Dans quel sens ça tourne ?
Université d’Austin, Texas. Le psychologue David Gilden, assisté de Christy Price, son talentueux étudiant diplômé, montrent à 48 étudiants sans défense (i.e non diplômés) des objets en mouvement, animés par de puissants ordinateurs. Réprimant à grand peine la nausée qui rapidement les gagne, nos malheureux étudiants regardent des objets s’éloigner et se rapprocher d’eux, s’élever vers le ciel pour retomber ensuite, jaillir de la droite puis disparaître et reparaître de la gauche et, torture des tortures, tourner, tourner, tourner… La lumière se rallume. Roulant des yeux impitoyables, Gilden demande : « alors ? ils allaient dans quel sens les objets ? ». Réponse des étudiants téméraires : « Ben… devant puis vers nous, en haut, en bas, de la droite vers la gauche… pis après ch’ais plus ». Pas moyen de se souvenir dans quel sens se déplaçaient les fameux objets tournants…
Si on ne s’en souvient pas, c’est parce qu’on s’en fout…
Les mouvements transversaux et rotatifs ont beau être saisis de la même manière par la rétine, être traités par la même zone du cerveau, ils ne sont pas stockés aussi longtemps par la mémoire. Cinq minutes après la visualisation, nous nous souvenons encore bien des mouvements transversaux, mais pour ce qui est des mouvements rotatifs, c’est le trou noir.
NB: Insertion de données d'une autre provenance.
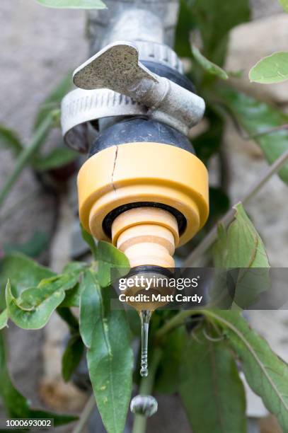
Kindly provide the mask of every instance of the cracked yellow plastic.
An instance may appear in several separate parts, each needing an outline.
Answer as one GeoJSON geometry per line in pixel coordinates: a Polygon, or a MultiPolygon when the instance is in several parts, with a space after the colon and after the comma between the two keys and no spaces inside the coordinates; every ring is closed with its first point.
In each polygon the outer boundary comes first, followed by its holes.
{"type": "Polygon", "coordinates": [[[103,229],[116,207],[154,202],[180,212],[187,221],[179,245],[191,239],[209,214],[208,173],[185,150],[159,143],[113,146],[91,156],[78,175],[79,215],[96,238],[111,241],[103,229]]]}

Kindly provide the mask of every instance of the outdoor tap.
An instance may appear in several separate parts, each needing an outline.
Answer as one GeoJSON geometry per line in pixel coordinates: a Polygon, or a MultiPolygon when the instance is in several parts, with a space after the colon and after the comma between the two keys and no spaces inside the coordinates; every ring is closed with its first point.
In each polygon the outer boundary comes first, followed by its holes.
{"type": "Polygon", "coordinates": [[[83,226],[123,251],[132,268],[173,268],[175,248],[208,216],[207,169],[186,137],[205,103],[178,71],[173,78],[149,70],[126,42],[109,45],[74,74],[82,91],[108,88],[142,110],[100,132],[78,177],[83,226]]]}

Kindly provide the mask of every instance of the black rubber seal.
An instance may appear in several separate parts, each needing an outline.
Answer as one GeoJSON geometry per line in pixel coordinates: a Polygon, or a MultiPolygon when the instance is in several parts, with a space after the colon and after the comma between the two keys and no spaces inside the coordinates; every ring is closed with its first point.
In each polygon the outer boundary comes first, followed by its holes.
{"type": "Polygon", "coordinates": [[[167,278],[173,278],[175,275],[174,271],[168,267],[162,267],[161,266],[154,266],[153,265],[144,265],[142,266],[135,266],[132,267],[125,278],[137,275],[138,274],[148,274],[153,272],[154,274],[161,274],[167,278]]]}
{"type": "Polygon", "coordinates": [[[156,120],[137,117],[119,122],[100,132],[91,145],[89,156],[112,146],[141,142],[170,144],[195,154],[189,139],[177,129],[156,120]]]}
{"type": "Polygon", "coordinates": [[[164,204],[163,203],[156,203],[154,202],[136,202],[135,203],[127,203],[127,204],[119,206],[106,215],[103,219],[103,222],[102,223],[102,227],[105,235],[108,236],[108,238],[111,238],[112,224],[115,218],[125,211],[130,209],[135,209],[137,207],[158,207],[159,209],[166,210],[175,217],[178,226],[180,236],[181,236],[186,229],[186,218],[181,212],[175,209],[175,207],[172,207],[171,206],[168,206],[168,204],[164,204]]]}
{"type": "Polygon", "coordinates": [[[156,74],[159,76],[163,76],[164,78],[171,80],[173,83],[175,83],[178,86],[183,87],[186,90],[188,90],[192,93],[196,93],[195,88],[194,87],[193,83],[185,75],[183,75],[180,72],[176,69],[173,69],[170,67],[163,64],[162,63],[157,63],[156,62],[151,62],[149,60],[141,60],[142,63],[149,71],[154,74],[156,74]]]}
Pas étonnant qu’on nous balance des spirales en mouvement pour nous hypnotiser…
D’après le très savant Dr Gilden, l’explication de cette curieuse découverte pourrait bien être simple si l’on se réfère à la théorie de l’évolution. Dans des temps reculés, il était de la plus haute importance pour nos ancêtres chasseurs de percevoir les mouvements transversaux de leur proie (de droite à gauche pour les crabes, de loin devant à trop près pour les buffles en furie, de bas en haut en bas pour les grenouilles à ressort). On ne peut pas dire, avance Gilden, qu’il y ait jamais eu pareil enjeu pour retenir les mouvements rotatifs (Devinette : qu’est-ce qui n’arrête pas de tourner et qui est important pour ta survie ? – Réponse : rien, faut bien le reconnaître). Et Gilden de conclure : « Apparemment, le traitement visuel n’est pas fonction de la complexité de l’image projetée sur la rétine, mais des conséquences pratiques de ce qui est vu ».
Eh bien on ne devrait pas !
Pour ceux qui en doutaient, Gilden n’est pas fou. S’il se livre à des expériences apparemment saugrenues, c’est qu’il a sa petite idée. Pensez aux accidents de voiture. Un coup de frein et c’est le tête-à-queue assuré. Si ce n’est pas un mouvement rotatif, ça ? Vous commencez à comprendre. D’après Gilden, il serait bon de familiariser les gens avec ce type de mouvements rotatifs pour leur permettre de redresser leur véhicule en ayant acquis les bons réflexes. Demi-tour frein à main, dérapage contrôlé, les moniteurs d’auto-école vont s’en donner à coeur-joie…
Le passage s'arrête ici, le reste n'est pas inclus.